Last, I wanted to include the specifications for defining our APIs, and the schema for our data formats. Providing us with machine readable definitions of the API landscape no matter which solution we go with. Much of the expansion of the horizon when it comes to my API toolbox has been because of the work Fran is doing on AsyncAPI, but also with the maturing of OpenAPI, and the increased adoption of Postman collections when it comes to not just defining the surface area of your API, but also how it will be used at runtime. Here are the specifications I focus on when it comes to my API toolbox.

  • OpenAPI - The OpenAPI Specification, originally known as the Swagger Specification, is a specification for machine-readable interface files for describing, producing, consuming, and visualizing RESTful web services.
  • AsyncAPI - AsyncAPI is an open source initiative that seeks to improve the current state of Event-Driven Architectures (EDA). Our long-term goal is to make working with EDA’s as easy as it is to work with REST APIs. That goes from documentation to code generation, from discovery to event management.
  • Postman Collection - Postman Collections are Executable API Descriptions Collection folders make it easy to keep your API requests and elements organized. A Postman Collection lets you group individual requests together. You can organize these requests into folders. You can group together requests into folders and collections, so that you don't have to search through your history repeatedly.
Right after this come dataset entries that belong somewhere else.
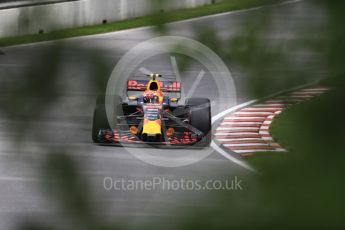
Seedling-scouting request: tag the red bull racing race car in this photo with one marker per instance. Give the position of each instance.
(151, 113)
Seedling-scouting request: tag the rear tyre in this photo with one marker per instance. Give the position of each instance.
(200, 118)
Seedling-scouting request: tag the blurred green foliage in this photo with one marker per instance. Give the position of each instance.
(301, 188)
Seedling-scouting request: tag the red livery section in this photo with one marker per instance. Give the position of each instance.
(167, 86)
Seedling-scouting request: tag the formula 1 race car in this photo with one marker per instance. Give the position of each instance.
(151, 114)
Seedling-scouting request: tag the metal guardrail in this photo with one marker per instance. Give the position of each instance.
(8, 4)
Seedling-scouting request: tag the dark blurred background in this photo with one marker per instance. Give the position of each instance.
(51, 174)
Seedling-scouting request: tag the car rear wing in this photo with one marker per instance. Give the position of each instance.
(166, 86)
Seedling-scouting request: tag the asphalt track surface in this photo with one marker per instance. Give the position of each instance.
(69, 123)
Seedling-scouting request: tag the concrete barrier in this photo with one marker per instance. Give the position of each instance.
(45, 18)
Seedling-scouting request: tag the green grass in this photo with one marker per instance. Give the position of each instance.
(151, 20)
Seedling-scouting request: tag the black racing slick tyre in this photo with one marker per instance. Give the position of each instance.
(100, 121)
(200, 118)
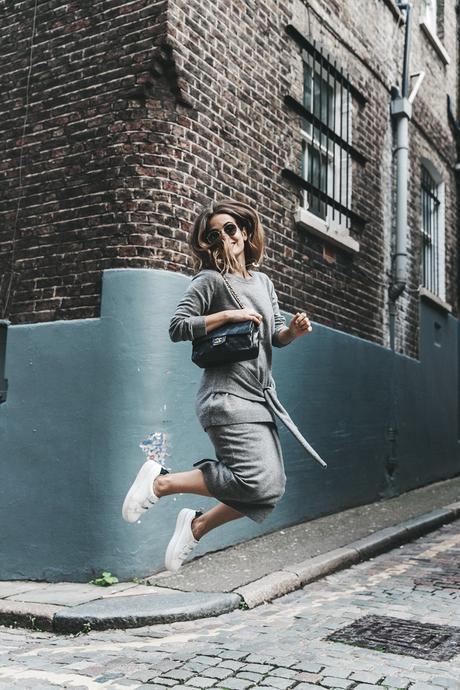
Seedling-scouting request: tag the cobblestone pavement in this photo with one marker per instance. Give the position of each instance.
(281, 645)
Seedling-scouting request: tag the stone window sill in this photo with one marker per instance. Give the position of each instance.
(434, 299)
(308, 221)
(435, 42)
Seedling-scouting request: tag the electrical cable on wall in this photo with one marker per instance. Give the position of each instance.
(21, 151)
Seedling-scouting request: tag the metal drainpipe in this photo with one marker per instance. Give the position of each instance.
(401, 113)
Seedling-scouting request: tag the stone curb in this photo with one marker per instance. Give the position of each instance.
(296, 576)
(118, 612)
(175, 605)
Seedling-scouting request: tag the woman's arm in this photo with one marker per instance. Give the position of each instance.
(213, 321)
(188, 322)
(299, 325)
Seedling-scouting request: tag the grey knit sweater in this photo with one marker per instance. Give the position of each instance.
(242, 391)
(223, 396)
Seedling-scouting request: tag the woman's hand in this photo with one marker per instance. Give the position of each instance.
(236, 315)
(300, 324)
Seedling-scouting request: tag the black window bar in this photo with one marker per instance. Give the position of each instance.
(430, 232)
(326, 124)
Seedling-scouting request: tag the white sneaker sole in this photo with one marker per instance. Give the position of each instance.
(140, 491)
(183, 525)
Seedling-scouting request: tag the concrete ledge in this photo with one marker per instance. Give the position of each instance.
(428, 521)
(138, 611)
(28, 615)
(268, 587)
(130, 606)
(319, 566)
(294, 576)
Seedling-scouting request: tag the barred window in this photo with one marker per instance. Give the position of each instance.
(429, 14)
(432, 251)
(324, 182)
(326, 163)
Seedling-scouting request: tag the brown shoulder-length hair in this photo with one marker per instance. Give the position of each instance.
(217, 256)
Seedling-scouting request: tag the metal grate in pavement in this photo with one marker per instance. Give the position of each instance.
(398, 636)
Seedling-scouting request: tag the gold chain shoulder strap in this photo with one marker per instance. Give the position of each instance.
(232, 292)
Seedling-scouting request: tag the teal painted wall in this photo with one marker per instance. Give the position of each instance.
(83, 394)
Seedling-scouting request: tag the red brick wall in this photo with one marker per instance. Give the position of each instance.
(115, 181)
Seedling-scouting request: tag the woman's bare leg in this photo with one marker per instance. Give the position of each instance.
(191, 482)
(218, 515)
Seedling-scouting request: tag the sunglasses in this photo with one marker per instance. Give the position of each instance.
(212, 236)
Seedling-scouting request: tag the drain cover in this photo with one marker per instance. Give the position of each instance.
(397, 636)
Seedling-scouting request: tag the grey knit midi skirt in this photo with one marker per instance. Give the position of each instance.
(248, 474)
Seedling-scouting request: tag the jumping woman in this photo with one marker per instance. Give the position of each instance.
(236, 403)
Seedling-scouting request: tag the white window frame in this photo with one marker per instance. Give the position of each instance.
(429, 25)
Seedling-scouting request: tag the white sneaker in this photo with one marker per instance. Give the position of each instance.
(182, 541)
(141, 497)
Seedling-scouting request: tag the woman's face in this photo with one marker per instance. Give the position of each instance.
(235, 243)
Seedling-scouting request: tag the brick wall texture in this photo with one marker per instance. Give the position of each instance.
(140, 112)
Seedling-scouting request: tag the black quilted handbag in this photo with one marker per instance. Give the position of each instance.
(233, 342)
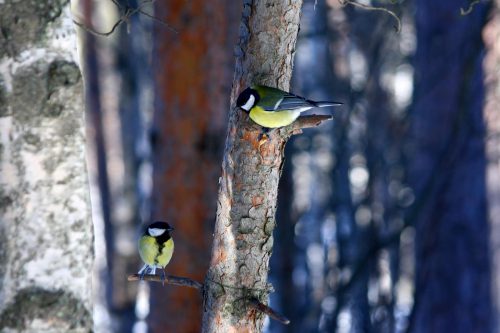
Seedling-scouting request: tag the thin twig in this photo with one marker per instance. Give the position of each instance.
(368, 7)
(158, 20)
(169, 279)
(129, 12)
(254, 303)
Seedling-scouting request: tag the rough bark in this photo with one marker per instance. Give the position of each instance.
(452, 268)
(45, 231)
(248, 189)
(491, 36)
(192, 84)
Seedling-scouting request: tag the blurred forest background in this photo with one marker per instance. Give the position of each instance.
(388, 216)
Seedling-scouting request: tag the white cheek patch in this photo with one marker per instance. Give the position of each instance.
(155, 232)
(248, 105)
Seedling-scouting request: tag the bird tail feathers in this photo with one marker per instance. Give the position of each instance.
(325, 104)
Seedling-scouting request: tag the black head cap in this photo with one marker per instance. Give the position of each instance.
(158, 226)
(247, 99)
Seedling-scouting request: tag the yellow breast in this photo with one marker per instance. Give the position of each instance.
(273, 119)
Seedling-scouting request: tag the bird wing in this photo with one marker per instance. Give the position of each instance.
(273, 99)
(166, 253)
(148, 249)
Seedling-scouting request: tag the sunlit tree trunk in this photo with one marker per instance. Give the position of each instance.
(193, 74)
(45, 232)
(448, 172)
(491, 35)
(248, 189)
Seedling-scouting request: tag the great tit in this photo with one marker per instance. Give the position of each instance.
(156, 247)
(272, 107)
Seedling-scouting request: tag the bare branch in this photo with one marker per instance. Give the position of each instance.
(97, 33)
(368, 7)
(254, 303)
(129, 12)
(467, 11)
(158, 20)
(169, 279)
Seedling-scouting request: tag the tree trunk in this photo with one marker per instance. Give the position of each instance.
(193, 82)
(46, 234)
(491, 35)
(448, 172)
(246, 203)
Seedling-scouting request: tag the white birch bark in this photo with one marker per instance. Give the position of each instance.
(45, 227)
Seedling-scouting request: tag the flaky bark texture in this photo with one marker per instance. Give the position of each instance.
(250, 173)
(491, 114)
(45, 229)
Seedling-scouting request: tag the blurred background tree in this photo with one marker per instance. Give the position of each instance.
(386, 216)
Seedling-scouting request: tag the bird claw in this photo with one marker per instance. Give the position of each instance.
(163, 276)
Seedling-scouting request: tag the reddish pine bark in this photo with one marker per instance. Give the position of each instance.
(193, 76)
(250, 174)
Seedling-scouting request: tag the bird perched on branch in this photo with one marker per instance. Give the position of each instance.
(156, 247)
(272, 107)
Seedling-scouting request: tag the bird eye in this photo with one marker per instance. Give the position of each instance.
(155, 232)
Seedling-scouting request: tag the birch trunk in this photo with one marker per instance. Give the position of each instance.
(250, 174)
(45, 230)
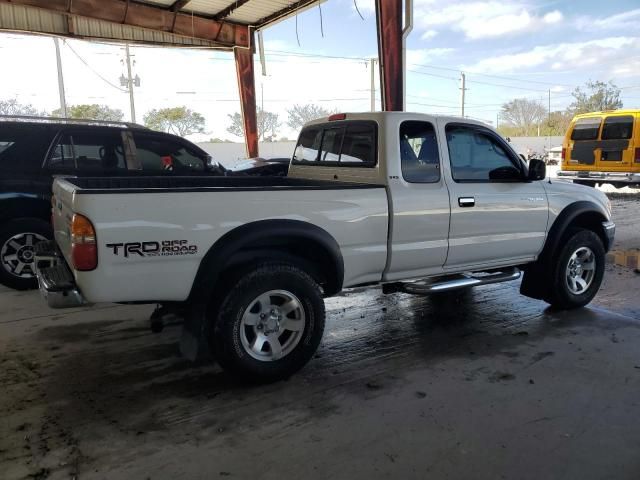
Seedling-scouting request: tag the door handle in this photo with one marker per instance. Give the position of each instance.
(466, 201)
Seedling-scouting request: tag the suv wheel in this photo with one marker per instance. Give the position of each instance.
(578, 271)
(17, 240)
(269, 324)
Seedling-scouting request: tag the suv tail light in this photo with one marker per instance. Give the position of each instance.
(84, 249)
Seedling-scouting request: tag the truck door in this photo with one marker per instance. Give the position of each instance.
(497, 216)
(420, 201)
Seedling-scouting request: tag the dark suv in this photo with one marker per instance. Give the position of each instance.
(33, 151)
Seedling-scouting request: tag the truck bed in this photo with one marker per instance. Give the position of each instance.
(198, 211)
(96, 185)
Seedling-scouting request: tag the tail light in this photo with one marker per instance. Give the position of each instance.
(84, 249)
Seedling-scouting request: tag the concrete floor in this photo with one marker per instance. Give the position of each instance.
(484, 385)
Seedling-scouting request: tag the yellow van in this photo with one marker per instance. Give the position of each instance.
(603, 147)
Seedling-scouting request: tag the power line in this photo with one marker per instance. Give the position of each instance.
(91, 68)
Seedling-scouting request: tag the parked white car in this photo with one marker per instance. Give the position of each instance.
(412, 202)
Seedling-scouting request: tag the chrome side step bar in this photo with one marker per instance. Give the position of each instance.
(422, 287)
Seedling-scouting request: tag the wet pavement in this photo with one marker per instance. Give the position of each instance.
(484, 385)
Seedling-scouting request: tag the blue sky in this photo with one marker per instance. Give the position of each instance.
(508, 49)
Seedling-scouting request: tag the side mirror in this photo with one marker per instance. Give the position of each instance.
(537, 170)
(506, 174)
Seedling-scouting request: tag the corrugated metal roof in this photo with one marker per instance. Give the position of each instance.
(53, 18)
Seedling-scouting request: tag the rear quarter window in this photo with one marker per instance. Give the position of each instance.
(617, 128)
(349, 143)
(586, 129)
(23, 147)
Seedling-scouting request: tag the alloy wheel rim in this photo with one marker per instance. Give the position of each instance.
(581, 270)
(272, 325)
(18, 255)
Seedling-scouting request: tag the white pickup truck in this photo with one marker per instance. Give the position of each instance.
(414, 203)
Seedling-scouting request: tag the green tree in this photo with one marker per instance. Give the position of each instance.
(178, 120)
(595, 97)
(301, 114)
(268, 125)
(91, 112)
(13, 107)
(523, 115)
(558, 123)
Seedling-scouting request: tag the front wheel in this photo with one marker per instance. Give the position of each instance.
(269, 324)
(578, 271)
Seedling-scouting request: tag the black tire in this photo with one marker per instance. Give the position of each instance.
(233, 339)
(561, 295)
(17, 269)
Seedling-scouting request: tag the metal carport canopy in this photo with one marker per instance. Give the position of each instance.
(223, 24)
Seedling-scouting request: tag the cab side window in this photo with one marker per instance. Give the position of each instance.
(167, 156)
(477, 156)
(419, 157)
(89, 152)
(340, 143)
(308, 145)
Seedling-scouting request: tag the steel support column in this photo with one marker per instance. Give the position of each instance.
(389, 20)
(247, 88)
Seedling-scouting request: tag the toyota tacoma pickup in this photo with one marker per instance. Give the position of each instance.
(409, 202)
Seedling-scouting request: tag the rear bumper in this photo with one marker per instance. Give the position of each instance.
(613, 177)
(55, 281)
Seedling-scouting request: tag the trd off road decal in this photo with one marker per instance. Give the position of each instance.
(165, 248)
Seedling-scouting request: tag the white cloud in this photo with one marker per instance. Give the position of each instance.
(482, 19)
(429, 34)
(425, 55)
(624, 20)
(553, 17)
(604, 53)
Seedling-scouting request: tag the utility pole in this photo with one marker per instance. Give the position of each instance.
(549, 122)
(130, 84)
(372, 68)
(462, 89)
(63, 102)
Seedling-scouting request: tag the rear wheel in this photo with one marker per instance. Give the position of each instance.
(17, 240)
(578, 271)
(269, 324)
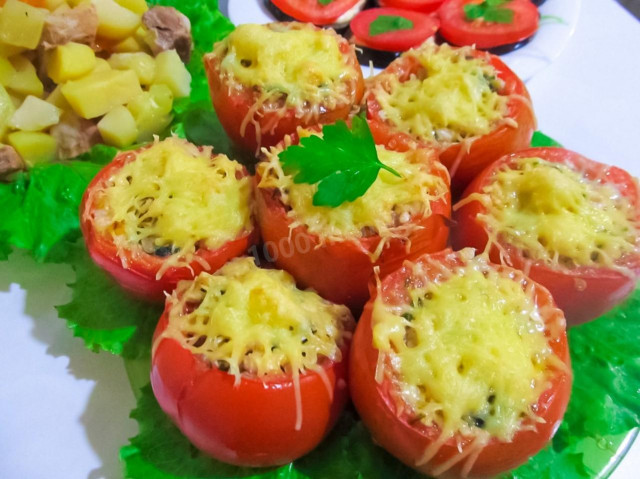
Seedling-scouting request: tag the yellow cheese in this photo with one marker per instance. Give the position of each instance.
(454, 99)
(297, 65)
(385, 208)
(476, 368)
(175, 198)
(558, 216)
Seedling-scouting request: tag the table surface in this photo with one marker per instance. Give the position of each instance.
(64, 410)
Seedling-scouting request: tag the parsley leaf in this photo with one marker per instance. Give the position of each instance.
(489, 11)
(344, 163)
(389, 23)
(103, 315)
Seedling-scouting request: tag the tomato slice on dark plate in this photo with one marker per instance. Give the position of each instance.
(424, 6)
(315, 11)
(392, 29)
(457, 29)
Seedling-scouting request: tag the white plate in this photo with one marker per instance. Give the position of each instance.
(558, 22)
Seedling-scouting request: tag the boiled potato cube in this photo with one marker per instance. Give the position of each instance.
(115, 22)
(136, 6)
(98, 93)
(118, 127)
(21, 24)
(25, 80)
(6, 111)
(35, 115)
(171, 71)
(152, 111)
(143, 64)
(33, 147)
(70, 61)
(6, 71)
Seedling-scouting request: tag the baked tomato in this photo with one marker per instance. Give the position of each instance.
(570, 223)
(151, 217)
(334, 250)
(266, 80)
(317, 11)
(252, 370)
(476, 22)
(460, 368)
(466, 103)
(424, 6)
(392, 29)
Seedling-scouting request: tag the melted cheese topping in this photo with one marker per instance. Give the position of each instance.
(476, 369)
(293, 63)
(454, 96)
(558, 216)
(386, 208)
(248, 320)
(174, 198)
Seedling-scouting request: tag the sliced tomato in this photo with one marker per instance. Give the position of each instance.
(233, 101)
(252, 422)
(396, 430)
(136, 270)
(583, 292)
(421, 27)
(457, 29)
(340, 271)
(316, 11)
(463, 165)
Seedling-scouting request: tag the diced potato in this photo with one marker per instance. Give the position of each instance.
(56, 98)
(98, 93)
(118, 127)
(6, 71)
(102, 65)
(33, 147)
(171, 71)
(152, 111)
(70, 61)
(143, 64)
(25, 81)
(136, 6)
(35, 115)
(128, 45)
(115, 22)
(6, 111)
(21, 24)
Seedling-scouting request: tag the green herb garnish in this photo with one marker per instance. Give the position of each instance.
(389, 23)
(490, 11)
(344, 163)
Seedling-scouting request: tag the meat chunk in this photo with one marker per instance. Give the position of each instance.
(78, 25)
(10, 161)
(168, 30)
(75, 135)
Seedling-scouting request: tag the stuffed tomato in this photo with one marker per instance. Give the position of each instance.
(166, 212)
(251, 369)
(334, 250)
(460, 368)
(266, 80)
(466, 103)
(570, 223)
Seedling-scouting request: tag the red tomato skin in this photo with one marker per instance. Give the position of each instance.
(583, 293)
(340, 271)
(312, 11)
(408, 442)
(425, 26)
(456, 30)
(484, 150)
(232, 104)
(424, 6)
(250, 424)
(139, 278)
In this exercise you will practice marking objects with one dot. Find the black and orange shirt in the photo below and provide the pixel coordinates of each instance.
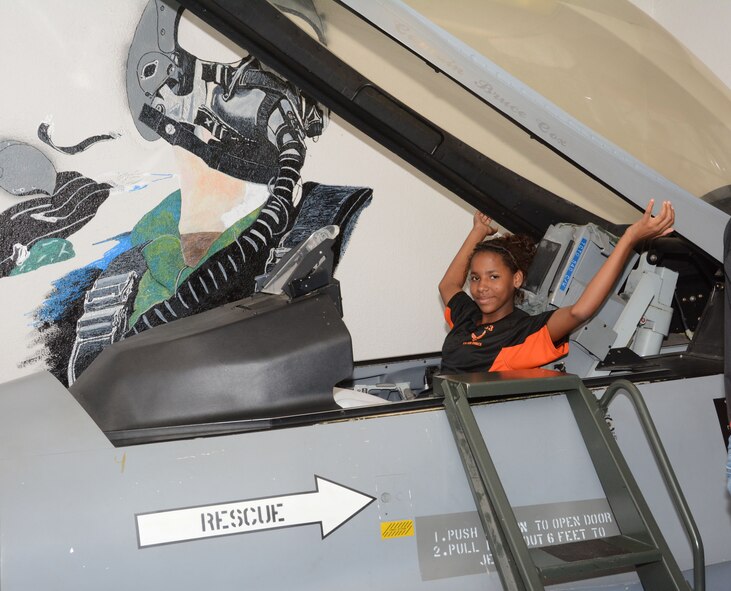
(518, 341)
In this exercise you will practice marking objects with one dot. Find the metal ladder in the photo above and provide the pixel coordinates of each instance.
(640, 545)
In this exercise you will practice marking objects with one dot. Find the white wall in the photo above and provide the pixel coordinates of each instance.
(66, 63)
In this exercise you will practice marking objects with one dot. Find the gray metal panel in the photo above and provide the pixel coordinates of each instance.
(74, 511)
(39, 416)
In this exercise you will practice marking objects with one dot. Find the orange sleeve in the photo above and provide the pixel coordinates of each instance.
(537, 349)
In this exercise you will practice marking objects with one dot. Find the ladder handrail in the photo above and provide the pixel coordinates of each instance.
(668, 475)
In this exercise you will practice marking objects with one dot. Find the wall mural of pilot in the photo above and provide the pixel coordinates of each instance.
(239, 133)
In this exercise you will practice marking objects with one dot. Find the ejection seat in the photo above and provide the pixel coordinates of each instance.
(277, 353)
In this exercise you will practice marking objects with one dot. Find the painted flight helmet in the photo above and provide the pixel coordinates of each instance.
(225, 113)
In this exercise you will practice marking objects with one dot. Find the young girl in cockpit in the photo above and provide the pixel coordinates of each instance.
(487, 332)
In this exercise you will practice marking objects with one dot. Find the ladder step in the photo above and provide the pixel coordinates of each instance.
(592, 558)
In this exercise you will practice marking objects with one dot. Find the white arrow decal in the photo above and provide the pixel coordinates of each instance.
(330, 505)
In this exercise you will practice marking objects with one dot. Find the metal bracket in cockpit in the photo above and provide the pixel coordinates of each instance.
(635, 317)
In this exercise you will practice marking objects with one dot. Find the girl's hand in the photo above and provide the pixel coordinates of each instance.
(482, 222)
(649, 226)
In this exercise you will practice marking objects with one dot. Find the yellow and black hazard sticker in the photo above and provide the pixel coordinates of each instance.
(397, 529)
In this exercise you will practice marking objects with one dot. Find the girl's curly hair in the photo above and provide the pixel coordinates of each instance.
(516, 250)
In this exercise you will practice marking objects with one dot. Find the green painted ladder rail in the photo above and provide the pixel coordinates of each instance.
(640, 545)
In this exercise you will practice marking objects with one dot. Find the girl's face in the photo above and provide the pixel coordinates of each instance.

Then collections can be used to mock, document, and test APIs as part of the API life cycle.
  • JSON Schema - JSON Schema is a vocabulary that allows you to annotate and validate JSON documents. Describes your existing data format(s). Provides clear human- and machine- readable documentation. Validates data which is useful for: Automated testing, and ensuring quality of client submitted data.

These specification formats help describe the surface area of API infrastructure in a machine readable way, allowing the resulting definitions to be shared and used across teams helping provide a common truth around what an API does and doesn’t do. They can also then be used across the API life cycle to generate mock servers, publish documentation, generate tests, client and server side code, and many other aspects of operating an API. While these specifications haven’t expanded to include every approach listed in this toolbox, that is part of my work here, to help identify where the shadows exist when it cones to adequately mapping out the API landscape.

Expanding My API Toolbox For The Next Decade

This list represents my API toolbox going into the next decade. I will be further fleshing it out and adding more of the life cycle tooling like mocks, docs, testing, security, and other essential areas. So the next iteration of this toolbox definition will have more detail about each of the TCP and HTTP approaches, as well as the data formats and specifications, but it will also begin to list out specific types of tooling that is being used to support each approach. I am looking to understand the maturity of standardized tooling across the HTTP and TCP universe, while also looking to understand where the new opportunities are based upon movements in single areas, which might not be known and applied across all approaches to delivering APIs.

One of the most important aspects of doing this API toolbox revamp goes beyond any particular technical approach and speaks to the wider API economy. I know many of us in the API space think we are the center of the world when it comes to the real world supply chain, and wield terms like the API economy to define the impact we make. However, once you start actually taking an honest look at the number of SOAP APIs still in use, as well as quantify the scope of EDI, you begin to realize that we are still just a toddler when it comes to the global economy. Sure, one can argue we are the future, and we are well on our way to redefining the supply chains of the world, but once you size up our world against what is already in place, we have a lot more work ahead of us to not just develop what’s new, but to convert what already exists to actually operate as part of the API economy.